Perché finalmente, oltre alle ferie, è finita anche questa estate torrida e malsana, facendomi gustare un'avvisaglia di autunno in un pacchetto all inclusive: freddo, nuvole, maltempo, traffico impazzito, e rassicuranti manifestazioni di inciviltà dei motociclisti romani che per saltare la fila si arrampicano rombando sui marciapiedi senza riguardi per i pedoni.
(Il tratto di Via Casilina da Ponte Casilino a Porta Maggiore, da me ripercorso oggi in commosso pellegrinaggio tra lo sfrecciare impavido dei motorini, è stato perfetto tester dell'escalation di bestialità dei miei concittadini: se ai tempi dell'amministrazione Rutelli chiunque si fosse azzardato a montare con due ruote sulla lunga striscia di banchina pedonale ivi allocata avrebbe trovato a fine corsa un vigile che gli sbarrava la strada con in mano la contravvenzione già compilata e staccata, dall'epoca della gestione Veltroni - grazie a, e non nonostante, un paio di dissuasori risultati da subito incentivi all'infrazione per quanto era divertente farci lo slalom in mezzo - la barbarie e la cafonaggine sono divenute rapidamente normalità tollerata; e una volta che, particolarmente spaventata e infastidita dal sentirmi alle calcagna veicoli lanciati a tutta velocità, sono andata a reclamare l'intervento dei quattro vigili che stazionavano inerti all'incrocio in fondo alla strada incriminata, mi sono sentita rispondere: "non possiamo farci niente, signora".)

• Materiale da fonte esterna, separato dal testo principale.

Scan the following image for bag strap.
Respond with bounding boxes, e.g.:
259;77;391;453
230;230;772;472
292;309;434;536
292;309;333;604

Ho scoperto da qualche anno di amarlo intensamente, l'autunno. Molto più dell'estate, tempo immoto, solitario e feroce che mi disorienta, mi deprime, mi annichilisce, con quel chiarore abbacinante, quel calore insopportabile che brucia e rinsecchisce ogni cosa.
L'autunno, quando tutto si desta dal torpore e ricomincia, ricco di contorni netti e lucidi, di colori scuri e decisi. L'autunno, apice della pienezza, maturo e rigoglioso. Denso di profumi, lustro di pioggia, fresco di vento, brulicante, traboccante di vita.



lunedì 3 settembre 2012

A room with a view

Gli uomini soggiornano il più delle volte unicamente nel piano intermedio della casa che è la loro vita, e hanno arredato l'ambiente in modo confortevole, con buone stufe e altre comodità. Raramente scendono nei luoghi posti più in basso, dove sospettano l'esistenza di fantasmi che potrebbero terrorizzarli; raramente essi si affacciano dall'alto della torre, perché lo sguardo nel profondo e nell'immenso dà loro le vertigini.
Certo, alcuni amano soggiornare unicamente in cantina, sentendosi a loro agio più nelle tenebre e nei rifiuti che nella luce e nella responsabilità; e altri ancora restano volentieri sulla torre per perdersi in lontananze imperscrutabili, irraggiungibili per sempre.
Ma i più infelici sono coloro che corrono senza posa lungo le scale tra la cantina e la torre, lasciando abbandonati e ricoperti di polvere gli spazi effettivamente destinati all'abitare.